“Oh! may I help?” asked little Charley, “I’ll be very careful.”

“On that condition, that you be very careful, you may bring the little ones,” answered his mother.

The work progressed safely and rapidly for awhile. Geraniums, roses, fuchsias, heliotropes, and so following, came forth in profusion, many in bloom, and were placed in rows along the garden borders, ready to be transferred to the beds, for the summer. At last the little ones were all brought by Charley, and only larger ones remained.
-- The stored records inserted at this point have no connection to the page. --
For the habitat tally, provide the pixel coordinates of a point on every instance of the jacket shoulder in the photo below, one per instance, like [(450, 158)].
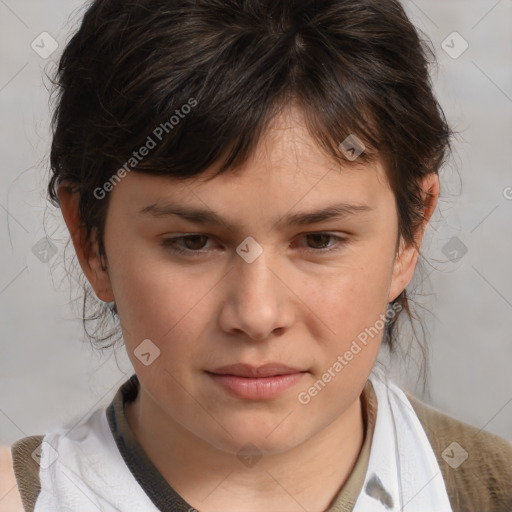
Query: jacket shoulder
[(24, 453), (10, 500), (476, 464)]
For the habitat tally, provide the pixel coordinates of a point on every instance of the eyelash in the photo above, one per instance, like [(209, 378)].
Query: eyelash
[(169, 243)]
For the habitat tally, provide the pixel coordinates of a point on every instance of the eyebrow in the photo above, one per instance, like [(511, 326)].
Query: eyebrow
[(205, 216)]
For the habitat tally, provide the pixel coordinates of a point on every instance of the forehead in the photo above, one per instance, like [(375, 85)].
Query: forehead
[(286, 167)]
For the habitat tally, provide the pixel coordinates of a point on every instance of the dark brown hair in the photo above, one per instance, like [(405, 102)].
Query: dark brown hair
[(354, 67)]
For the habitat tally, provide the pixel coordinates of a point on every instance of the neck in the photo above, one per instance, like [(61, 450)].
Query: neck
[(307, 477)]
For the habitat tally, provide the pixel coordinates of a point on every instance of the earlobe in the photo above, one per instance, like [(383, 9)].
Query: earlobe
[(403, 269), (407, 254), (86, 249)]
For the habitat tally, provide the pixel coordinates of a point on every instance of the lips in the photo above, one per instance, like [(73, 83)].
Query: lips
[(249, 371), (264, 382)]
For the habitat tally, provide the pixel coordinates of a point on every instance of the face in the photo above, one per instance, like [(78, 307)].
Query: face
[(256, 288)]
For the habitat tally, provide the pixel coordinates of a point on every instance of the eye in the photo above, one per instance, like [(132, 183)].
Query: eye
[(193, 244), (322, 239)]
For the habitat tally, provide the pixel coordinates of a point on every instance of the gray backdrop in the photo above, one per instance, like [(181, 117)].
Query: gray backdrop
[(48, 373)]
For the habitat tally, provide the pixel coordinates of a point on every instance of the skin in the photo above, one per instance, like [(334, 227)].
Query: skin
[(295, 304)]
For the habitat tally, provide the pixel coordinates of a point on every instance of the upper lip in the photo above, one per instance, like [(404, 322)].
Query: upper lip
[(247, 370)]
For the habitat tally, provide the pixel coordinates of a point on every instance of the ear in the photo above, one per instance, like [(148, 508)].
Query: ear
[(86, 249), (407, 257)]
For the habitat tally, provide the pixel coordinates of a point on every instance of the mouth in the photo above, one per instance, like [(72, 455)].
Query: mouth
[(256, 382)]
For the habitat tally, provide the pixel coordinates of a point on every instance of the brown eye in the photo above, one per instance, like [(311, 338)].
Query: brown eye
[(190, 244), (320, 240)]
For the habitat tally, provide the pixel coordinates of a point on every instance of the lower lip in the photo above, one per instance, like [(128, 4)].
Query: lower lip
[(260, 388)]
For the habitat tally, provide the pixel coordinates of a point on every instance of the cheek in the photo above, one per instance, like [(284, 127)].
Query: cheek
[(154, 299)]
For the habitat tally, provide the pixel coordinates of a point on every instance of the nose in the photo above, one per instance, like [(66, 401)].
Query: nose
[(258, 302)]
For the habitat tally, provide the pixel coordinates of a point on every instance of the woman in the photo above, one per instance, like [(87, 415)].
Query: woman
[(247, 185)]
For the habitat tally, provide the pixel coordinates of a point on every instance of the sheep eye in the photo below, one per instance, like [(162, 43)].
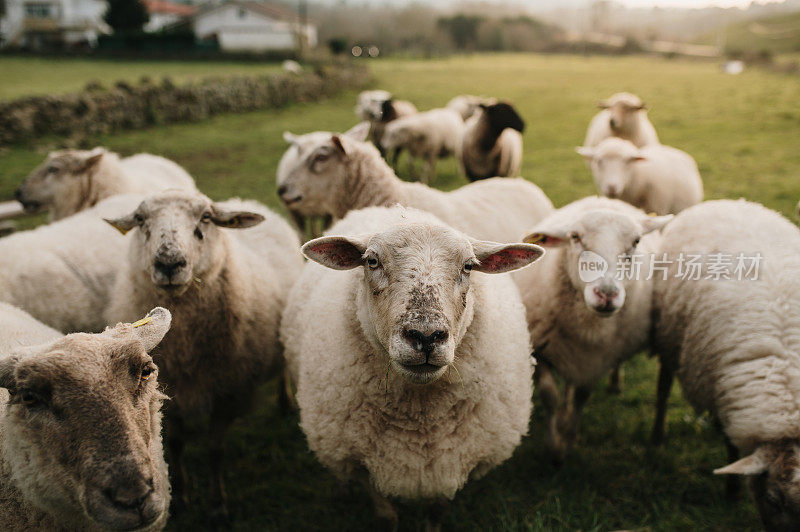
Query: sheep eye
[(30, 399)]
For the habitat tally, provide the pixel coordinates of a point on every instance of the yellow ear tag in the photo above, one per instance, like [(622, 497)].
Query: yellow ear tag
[(534, 238), (143, 321)]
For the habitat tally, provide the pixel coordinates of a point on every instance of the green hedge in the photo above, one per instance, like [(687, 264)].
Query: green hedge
[(96, 110)]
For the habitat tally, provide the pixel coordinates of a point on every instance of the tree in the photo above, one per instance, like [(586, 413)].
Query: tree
[(126, 15)]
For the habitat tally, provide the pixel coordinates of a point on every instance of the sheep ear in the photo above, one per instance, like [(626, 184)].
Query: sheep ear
[(586, 152), (124, 224), (500, 258), (503, 115), (753, 464), (235, 219), (337, 143), (8, 364), (654, 223), (152, 328), (336, 252), (358, 132), (548, 238)]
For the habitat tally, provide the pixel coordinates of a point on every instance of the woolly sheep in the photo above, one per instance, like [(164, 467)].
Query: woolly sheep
[(623, 115), (325, 174), (492, 142), (226, 290), (62, 273), (69, 181), (80, 427), (585, 313), (371, 348), (430, 136), (655, 178), (735, 344)]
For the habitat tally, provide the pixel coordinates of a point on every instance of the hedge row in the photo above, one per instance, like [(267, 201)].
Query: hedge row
[(96, 110)]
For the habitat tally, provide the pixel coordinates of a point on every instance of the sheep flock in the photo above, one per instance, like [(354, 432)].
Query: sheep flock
[(406, 327)]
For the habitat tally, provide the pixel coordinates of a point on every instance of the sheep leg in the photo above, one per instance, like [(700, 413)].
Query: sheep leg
[(222, 415), (385, 511), (665, 377), (437, 511), (615, 380), (177, 469), (548, 391)]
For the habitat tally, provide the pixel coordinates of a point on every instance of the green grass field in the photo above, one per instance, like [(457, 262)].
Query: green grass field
[(26, 76), (743, 131)]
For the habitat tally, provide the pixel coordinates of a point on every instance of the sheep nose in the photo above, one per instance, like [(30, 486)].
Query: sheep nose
[(425, 343), (132, 496), (168, 266)]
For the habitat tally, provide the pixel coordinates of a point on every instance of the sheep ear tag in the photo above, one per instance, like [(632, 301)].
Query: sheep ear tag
[(143, 321)]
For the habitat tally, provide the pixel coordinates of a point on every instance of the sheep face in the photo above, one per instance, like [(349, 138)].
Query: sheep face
[(414, 302), (773, 472), (83, 426), (612, 163), (179, 240), (599, 249), (56, 177), (312, 167), (623, 109)]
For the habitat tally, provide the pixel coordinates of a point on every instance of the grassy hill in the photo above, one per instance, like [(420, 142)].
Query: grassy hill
[(777, 34)]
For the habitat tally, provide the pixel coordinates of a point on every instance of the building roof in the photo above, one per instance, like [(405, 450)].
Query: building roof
[(170, 8), (272, 11)]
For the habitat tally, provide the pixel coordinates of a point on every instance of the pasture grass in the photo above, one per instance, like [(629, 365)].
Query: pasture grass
[(743, 131)]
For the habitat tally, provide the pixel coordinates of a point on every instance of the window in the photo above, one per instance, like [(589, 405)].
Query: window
[(40, 10)]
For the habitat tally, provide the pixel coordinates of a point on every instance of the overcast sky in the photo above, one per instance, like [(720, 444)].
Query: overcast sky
[(691, 3)]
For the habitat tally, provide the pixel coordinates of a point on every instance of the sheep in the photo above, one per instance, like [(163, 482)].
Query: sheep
[(62, 273), (491, 143), (655, 178), (379, 108), (624, 115), (735, 344), (69, 181), (370, 350), (80, 426), (466, 104), (324, 174), (430, 136), (226, 290), (587, 309)]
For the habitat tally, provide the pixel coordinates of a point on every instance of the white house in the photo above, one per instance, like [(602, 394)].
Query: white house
[(240, 26), (41, 23), (164, 13)]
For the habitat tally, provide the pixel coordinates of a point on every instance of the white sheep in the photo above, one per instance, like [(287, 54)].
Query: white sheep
[(417, 366), (731, 330), (62, 273), (588, 310), (429, 135), (80, 427), (225, 276), (325, 174), (69, 181), (623, 115), (491, 144), (655, 178)]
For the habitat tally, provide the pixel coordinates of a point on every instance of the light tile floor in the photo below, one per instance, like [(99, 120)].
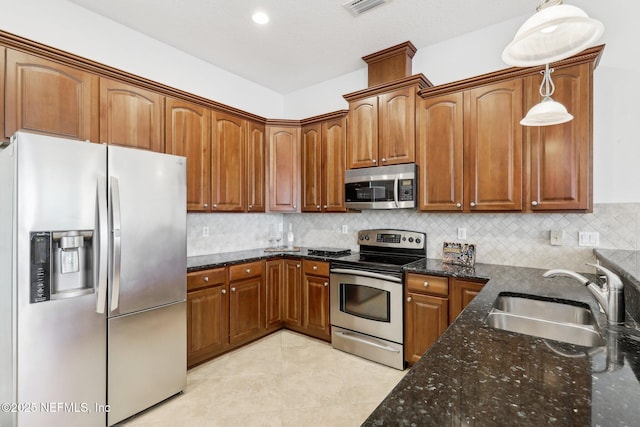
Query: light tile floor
[(284, 379)]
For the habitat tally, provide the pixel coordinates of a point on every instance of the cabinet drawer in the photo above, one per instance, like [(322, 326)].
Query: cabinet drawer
[(246, 270), (434, 285), (204, 278), (315, 268)]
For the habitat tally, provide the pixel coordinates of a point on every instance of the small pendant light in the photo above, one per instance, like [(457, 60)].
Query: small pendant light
[(547, 112), (556, 31)]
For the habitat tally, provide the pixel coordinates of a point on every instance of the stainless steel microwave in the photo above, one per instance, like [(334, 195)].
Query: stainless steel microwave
[(383, 187)]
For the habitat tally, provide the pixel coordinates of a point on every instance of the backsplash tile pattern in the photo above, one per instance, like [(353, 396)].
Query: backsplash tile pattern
[(513, 239)]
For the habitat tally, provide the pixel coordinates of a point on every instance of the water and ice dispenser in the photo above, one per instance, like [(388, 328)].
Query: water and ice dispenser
[(61, 264)]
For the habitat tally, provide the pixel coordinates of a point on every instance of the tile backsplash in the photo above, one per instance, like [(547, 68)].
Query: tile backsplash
[(513, 239)]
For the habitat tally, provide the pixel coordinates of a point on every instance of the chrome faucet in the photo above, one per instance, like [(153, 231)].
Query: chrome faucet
[(610, 296)]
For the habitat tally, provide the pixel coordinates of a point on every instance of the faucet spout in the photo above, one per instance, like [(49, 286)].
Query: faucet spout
[(610, 296)]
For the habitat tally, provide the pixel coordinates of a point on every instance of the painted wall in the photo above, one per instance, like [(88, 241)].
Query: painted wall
[(71, 28)]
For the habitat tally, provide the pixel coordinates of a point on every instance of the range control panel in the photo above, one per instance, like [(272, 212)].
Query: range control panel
[(393, 238), (40, 266)]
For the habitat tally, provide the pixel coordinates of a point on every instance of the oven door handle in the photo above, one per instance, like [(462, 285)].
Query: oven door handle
[(366, 274), (354, 337)]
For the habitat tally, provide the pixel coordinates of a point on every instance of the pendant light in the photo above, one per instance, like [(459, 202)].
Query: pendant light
[(556, 31), (547, 112)]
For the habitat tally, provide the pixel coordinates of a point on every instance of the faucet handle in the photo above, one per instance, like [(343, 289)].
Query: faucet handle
[(613, 280)]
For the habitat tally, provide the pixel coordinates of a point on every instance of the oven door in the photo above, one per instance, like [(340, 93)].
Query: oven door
[(367, 302)]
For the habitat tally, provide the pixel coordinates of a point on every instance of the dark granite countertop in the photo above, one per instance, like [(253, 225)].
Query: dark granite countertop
[(203, 262), (478, 375)]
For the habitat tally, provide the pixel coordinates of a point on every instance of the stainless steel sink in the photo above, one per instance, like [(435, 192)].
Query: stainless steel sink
[(567, 321)]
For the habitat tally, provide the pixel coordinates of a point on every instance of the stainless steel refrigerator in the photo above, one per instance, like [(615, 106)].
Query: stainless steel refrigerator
[(92, 281)]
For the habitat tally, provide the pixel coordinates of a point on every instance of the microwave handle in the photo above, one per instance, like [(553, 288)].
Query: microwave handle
[(395, 191)]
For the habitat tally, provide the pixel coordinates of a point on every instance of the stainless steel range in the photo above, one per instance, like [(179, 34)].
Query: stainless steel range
[(367, 295)]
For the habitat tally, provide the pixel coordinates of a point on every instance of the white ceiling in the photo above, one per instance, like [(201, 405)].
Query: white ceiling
[(306, 41)]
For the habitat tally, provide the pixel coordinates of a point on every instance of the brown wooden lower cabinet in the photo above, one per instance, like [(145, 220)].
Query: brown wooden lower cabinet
[(431, 304)]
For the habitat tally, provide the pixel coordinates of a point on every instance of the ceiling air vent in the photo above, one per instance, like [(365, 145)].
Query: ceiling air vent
[(356, 7)]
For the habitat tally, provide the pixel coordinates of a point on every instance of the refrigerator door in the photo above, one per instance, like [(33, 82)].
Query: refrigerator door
[(147, 359), (61, 342), (147, 193)]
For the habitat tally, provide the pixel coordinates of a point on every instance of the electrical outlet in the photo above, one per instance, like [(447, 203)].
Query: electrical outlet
[(462, 233), (556, 237), (589, 238)]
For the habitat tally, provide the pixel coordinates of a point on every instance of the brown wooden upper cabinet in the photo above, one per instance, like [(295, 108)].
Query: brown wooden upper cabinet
[(131, 116), (382, 123), (188, 134), (46, 96), (323, 165), (284, 165), (560, 160), (470, 149)]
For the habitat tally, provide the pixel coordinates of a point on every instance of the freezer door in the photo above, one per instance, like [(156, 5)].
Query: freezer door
[(60, 342), (147, 193), (147, 359)]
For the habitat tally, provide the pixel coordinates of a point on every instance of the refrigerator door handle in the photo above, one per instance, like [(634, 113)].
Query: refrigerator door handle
[(115, 223), (103, 242)]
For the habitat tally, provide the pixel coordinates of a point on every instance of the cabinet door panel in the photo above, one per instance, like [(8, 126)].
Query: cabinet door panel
[(284, 164), (561, 155), (311, 168), (426, 318), (397, 127), (228, 163), (362, 137), (334, 156), (316, 306), (494, 146), (188, 134), (131, 116), (256, 167), (48, 97), (207, 323), (440, 152)]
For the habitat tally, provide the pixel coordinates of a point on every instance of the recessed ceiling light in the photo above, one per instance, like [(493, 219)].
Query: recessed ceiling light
[(260, 18)]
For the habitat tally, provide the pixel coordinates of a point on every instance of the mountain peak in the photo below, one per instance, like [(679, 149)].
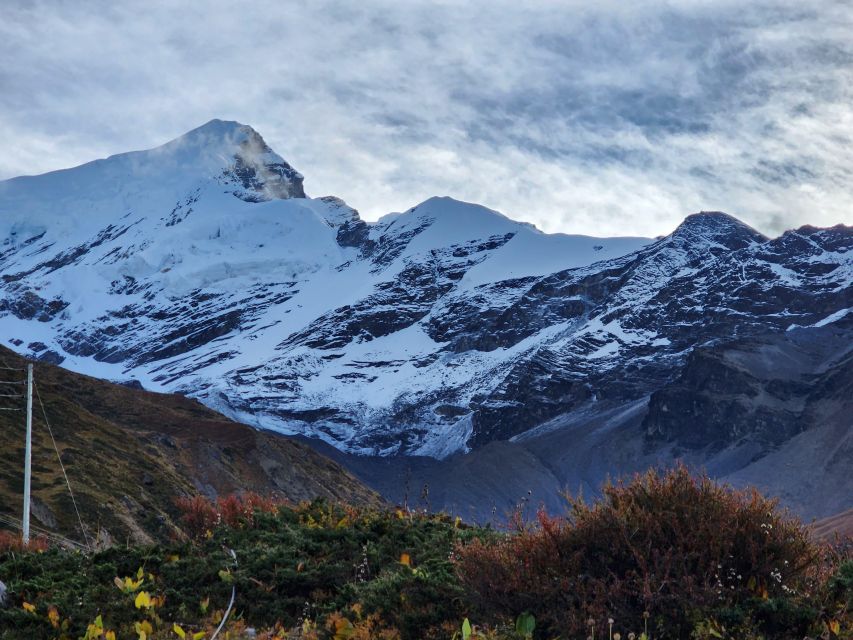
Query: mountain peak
[(255, 171), (717, 228)]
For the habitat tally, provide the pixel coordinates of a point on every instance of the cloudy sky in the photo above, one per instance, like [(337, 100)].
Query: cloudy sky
[(605, 117)]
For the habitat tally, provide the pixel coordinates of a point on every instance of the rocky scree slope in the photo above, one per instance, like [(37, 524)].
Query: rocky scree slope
[(129, 453), (201, 267)]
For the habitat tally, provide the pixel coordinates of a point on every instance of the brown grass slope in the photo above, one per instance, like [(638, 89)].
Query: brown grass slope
[(129, 453)]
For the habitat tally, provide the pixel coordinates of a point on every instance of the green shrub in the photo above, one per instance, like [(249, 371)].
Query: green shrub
[(683, 549)]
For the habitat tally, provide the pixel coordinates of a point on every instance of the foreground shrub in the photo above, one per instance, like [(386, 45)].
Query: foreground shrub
[(327, 570), (668, 551)]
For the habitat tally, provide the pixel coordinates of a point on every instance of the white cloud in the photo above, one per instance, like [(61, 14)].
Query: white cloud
[(606, 118)]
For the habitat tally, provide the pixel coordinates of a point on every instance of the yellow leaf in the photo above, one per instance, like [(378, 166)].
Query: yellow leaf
[(343, 629), (143, 629)]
“I’ll carry just this one big one,” he said to himself: “I’m stronger than mother thinks I am.” But the pot full of earth, was heavier than Charley had thought it, and before he reached the place to set it down it had grown very heavy indeed; and, glad to get it out of his aching arms as quickly as possible, he placed it on the curb so suddenly, that with a loud crash it parted in the middle and lay in pieces at his feet. Glancing quickly at his mother and seeing in her face impending reproach, he forestalled it by exclaiming:

“Well, that pot broke itself very easily. What’s it made of, any how?”

The mother couldn’t help but smile at this attempted shifting of the blame to the pot, but she answered, in a moment, gravely:

“The pot, Charley, was made of clay; the same weak material from which little boys are made; who, when they forget to obey their mothers, are as likely to meet disaster as the earthen pot.”

Charley didn’t care just then to discuss disobedient boys, so he turned at once to the subject of the pot.

“Made of clay,” he exclaimed, “well, I’d like to see a man make a thing like that of clay.”

“And so would I,” said sister Mary, who, from an upper window, had listened to the conversation.